His remarks revealed deep-seated resentments over the position of Kazakh among some sections of society in Kazakhstan, where Russian continues to dominate in the public discourse two decades after the country gained independence.
Some Kazakh speakers bridle at what they see as insufficient state efforts to redress the situation, and as unwillingness among some citizens to learn Kazakh.
The letter should be viewed in the context of this simmering rancor, suggests Amirzhan Kosanov, deputy leader of the opposition OSDP Azat party. “This, I would say, is a cry from the heart, an attempt to attract the authorities’ attention, by radical means, to the true position of the Kazakh language in society,” he told the Guljan news website on September 9. Kosanov suggested that the crux of the problem is that Kazakh’s de facto position in Kazakhstan does not match its legal status as the state language.
Signatories from his party were among those to distance themselves from the controversial letter. The names of OSDP Azat co-leaders Zharmakhan Tuyakbay and Bolat Abilov appeared on the document, but the party said it had never agreed to a draft of the letter containing the inflammatory call to change the constitution. Some other signatories offered similar explanations.
The only reaction from the president’s office to date has come from Yermukhamet Yertysbayev, Nazarbayev’s high-profile adviser, who described the letter as “anti-constitutional,” “illegal,” and liable to provoke a “split.”
He also accused politicians of “politicking” ahead of parliamentary elections scheduled for next summer. This suggests that, as Kazakh-language lobbyists grow more vocal, Astana is anxious to avoid any nationalist-related discourse as the vote approaches.
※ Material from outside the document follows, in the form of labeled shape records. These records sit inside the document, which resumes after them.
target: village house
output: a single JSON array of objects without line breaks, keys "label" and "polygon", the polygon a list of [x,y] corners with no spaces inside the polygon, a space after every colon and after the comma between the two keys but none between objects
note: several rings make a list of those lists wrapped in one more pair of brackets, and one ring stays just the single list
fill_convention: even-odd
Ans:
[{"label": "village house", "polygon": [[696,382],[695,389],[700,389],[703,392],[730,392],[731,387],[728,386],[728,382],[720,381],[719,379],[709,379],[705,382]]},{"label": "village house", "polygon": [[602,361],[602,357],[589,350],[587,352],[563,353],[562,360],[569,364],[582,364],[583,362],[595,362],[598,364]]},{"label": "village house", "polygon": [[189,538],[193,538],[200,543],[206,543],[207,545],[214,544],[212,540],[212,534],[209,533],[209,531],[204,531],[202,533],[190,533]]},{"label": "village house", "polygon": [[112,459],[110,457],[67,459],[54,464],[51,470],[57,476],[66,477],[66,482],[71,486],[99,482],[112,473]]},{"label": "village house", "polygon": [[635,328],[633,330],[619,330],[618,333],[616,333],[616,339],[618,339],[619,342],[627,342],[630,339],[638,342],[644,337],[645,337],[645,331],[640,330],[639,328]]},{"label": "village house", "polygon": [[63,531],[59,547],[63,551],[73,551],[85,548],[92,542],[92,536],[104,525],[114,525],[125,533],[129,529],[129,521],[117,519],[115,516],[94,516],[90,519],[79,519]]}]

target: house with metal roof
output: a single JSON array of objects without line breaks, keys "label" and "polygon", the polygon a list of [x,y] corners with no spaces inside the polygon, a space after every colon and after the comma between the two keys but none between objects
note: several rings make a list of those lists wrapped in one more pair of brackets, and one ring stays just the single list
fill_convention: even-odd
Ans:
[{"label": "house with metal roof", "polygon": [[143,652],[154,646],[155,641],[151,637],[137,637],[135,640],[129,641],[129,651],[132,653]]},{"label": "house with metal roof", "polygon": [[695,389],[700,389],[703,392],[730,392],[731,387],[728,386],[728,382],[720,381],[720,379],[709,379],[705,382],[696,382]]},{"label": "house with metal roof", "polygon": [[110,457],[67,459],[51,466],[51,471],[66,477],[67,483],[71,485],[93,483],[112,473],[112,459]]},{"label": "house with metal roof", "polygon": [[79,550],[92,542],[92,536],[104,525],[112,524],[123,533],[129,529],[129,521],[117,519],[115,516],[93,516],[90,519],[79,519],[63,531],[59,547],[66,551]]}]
Astana is conscious that language is a potent electoral issue in a situation where Russian remains for Kazakhstan a lingua franca of necessity. According to data from the 2009 census, only 64 percent of Kazakhstan’s 16.5-million population speak Kazakh, against 94 percent who understand Russian. This ratio is largely a legacy of the Soviet strategy of promoting Russian at the expense of other languages of formerly Soviet peoples.
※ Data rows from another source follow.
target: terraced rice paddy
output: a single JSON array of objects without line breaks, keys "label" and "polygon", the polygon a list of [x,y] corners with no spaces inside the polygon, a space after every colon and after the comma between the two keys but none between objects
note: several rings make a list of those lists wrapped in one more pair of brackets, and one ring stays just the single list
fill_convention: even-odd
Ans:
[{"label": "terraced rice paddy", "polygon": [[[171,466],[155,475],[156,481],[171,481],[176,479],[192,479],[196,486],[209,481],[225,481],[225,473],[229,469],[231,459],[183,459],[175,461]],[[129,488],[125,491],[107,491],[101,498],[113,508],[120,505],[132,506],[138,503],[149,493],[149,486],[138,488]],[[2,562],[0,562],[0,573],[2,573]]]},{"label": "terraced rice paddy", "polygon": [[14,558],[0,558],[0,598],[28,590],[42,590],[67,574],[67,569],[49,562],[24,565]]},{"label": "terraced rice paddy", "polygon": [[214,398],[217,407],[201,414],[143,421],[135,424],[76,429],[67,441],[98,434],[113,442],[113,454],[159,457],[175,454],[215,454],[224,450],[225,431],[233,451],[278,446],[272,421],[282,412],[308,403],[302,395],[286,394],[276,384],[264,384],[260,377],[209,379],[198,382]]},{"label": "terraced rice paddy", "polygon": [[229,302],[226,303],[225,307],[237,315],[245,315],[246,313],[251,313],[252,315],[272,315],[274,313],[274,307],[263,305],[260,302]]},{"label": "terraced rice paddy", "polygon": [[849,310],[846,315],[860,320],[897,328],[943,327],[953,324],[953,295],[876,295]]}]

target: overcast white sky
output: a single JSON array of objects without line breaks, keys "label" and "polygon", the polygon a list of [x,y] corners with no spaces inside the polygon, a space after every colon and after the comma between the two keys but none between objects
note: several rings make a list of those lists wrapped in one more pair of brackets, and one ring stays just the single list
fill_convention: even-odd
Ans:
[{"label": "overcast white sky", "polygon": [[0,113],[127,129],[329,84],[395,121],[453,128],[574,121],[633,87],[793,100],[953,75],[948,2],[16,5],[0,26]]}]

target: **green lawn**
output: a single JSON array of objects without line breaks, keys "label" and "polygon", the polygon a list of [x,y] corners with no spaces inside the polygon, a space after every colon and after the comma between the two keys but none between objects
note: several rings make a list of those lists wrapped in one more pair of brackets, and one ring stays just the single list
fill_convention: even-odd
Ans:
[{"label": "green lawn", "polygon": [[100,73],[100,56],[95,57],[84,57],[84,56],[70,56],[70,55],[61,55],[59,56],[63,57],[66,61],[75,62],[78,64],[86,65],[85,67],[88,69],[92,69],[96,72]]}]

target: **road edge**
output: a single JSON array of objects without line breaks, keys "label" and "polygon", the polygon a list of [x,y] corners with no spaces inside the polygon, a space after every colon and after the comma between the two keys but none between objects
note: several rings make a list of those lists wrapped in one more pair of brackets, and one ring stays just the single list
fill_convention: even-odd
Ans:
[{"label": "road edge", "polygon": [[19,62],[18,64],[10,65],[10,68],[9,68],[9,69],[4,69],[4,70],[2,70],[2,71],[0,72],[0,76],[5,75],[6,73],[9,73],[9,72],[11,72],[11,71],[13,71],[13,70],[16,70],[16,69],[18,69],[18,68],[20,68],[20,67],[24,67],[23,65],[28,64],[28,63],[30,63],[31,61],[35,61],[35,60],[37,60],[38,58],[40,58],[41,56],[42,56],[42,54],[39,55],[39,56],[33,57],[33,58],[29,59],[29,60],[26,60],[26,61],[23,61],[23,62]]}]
The census also revealed that only 14 percent of people are trying to learn Kazakh. By implication that suggests nearly a quarter of the population is making no effort to study the state language. Kazakh is an obligatory subject in all schools, but – with children still leaving school unable to communicate in Kazakh a generation after independence – the quality of language instruction is open to question.
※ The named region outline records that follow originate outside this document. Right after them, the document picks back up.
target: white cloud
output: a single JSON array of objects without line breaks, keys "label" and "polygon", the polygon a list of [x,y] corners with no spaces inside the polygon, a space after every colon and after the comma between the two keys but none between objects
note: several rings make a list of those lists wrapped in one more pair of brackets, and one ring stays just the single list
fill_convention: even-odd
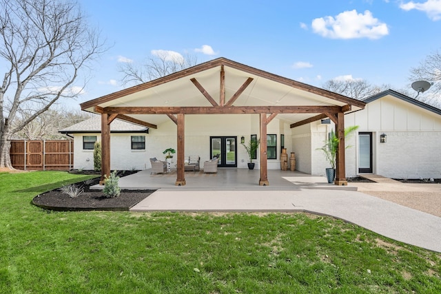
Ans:
[{"label": "white cloud", "polygon": [[347,81],[361,81],[362,80],[362,78],[354,78],[352,76],[352,74],[345,74],[344,76],[336,76],[335,78],[333,78],[333,80],[344,82]]},{"label": "white cloud", "polygon": [[209,45],[203,45],[201,48],[196,48],[194,51],[203,53],[205,55],[216,55],[217,54]]},{"label": "white cloud", "polygon": [[413,9],[424,11],[432,21],[441,19],[441,0],[427,0],[424,3],[416,3],[411,1],[401,3],[400,8],[406,11]]},{"label": "white cloud", "polygon": [[119,55],[118,62],[121,62],[123,63],[132,63],[133,62],[133,59],[130,59],[127,57],[124,57],[123,56]]},{"label": "white cloud", "polygon": [[118,82],[116,81],[116,80],[114,79],[110,79],[107,81],[100,81],[98,82],[98,83],[100,85],[110,85],[115,87],[118,86]]},{"label": "white cloud", "polygon": [[309,62],[298,61],[294,63],[292,67],[294,68],[309,68],[312,67],[313,65]]},{"label": "white cloud", "polygon": [[364,14],[356,10],[345,11],[332,17],[325,17],[312,21],[314,32],[331,39],[380,39],[389,34],[387,25],[372,16],[370,11]]},{"label": "white cloud", "polygon": [[150,53],[152,53],[152,55],[158,56],[166,61],[184,62],[184,57],[176,51],[163,50],[160,49],[158,50],[152,50]]}]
“School leavers have a very weak level of Kazakh, and it is not improving with every year, unfortunately,” Layla Yermenbayeva, a Kazakh-language lecturer at Almaty’s Kazakhstan Institute of Management, Economics and Strategic Research (KIMEP), told EurasiaNet.org.
Astana has spent large sums on promoting Kazakh-language learning, financing hi-tech study materials and opening free learning centers around the country. This year it adopted a strategy containing ambitious targets to raise the number of adults speaking Kazakh to 80 percent by 2017 and 95 percent by 2020.
Nazarbayev presents the Kazakh language as a unifying factor for society – although any discussion of language issues tends to provoke divisive debates.
The latest trouble over language came on the heels of another dispute that erupted earlier in the summer, when a draft of planned amendments to language legislation was leaked to the press, sparking concerns that the use of Russian in official bodies would be banned starting in 2013. The leak caused rancorous Internet exchanges, forcing Gaziz Telebayev, a deputy culture minister in charge of drafting the legislation, to step in to ease concerns.
Denying the existence of plans to limit the use of Russian, he pointed out that the debate itself was revealing. “It is upsetting that public opinion evaluates the transition to the state language negatively,” Telebayev told the Megapolis newspaper. “What does the polemic that erupted on the Internet show? That unfortunately there are quite a few of our fellow citizens who believe that they don’t need the Kazakh language.”
Joanna Lillis is a freelance writer who specializes in Central Asia.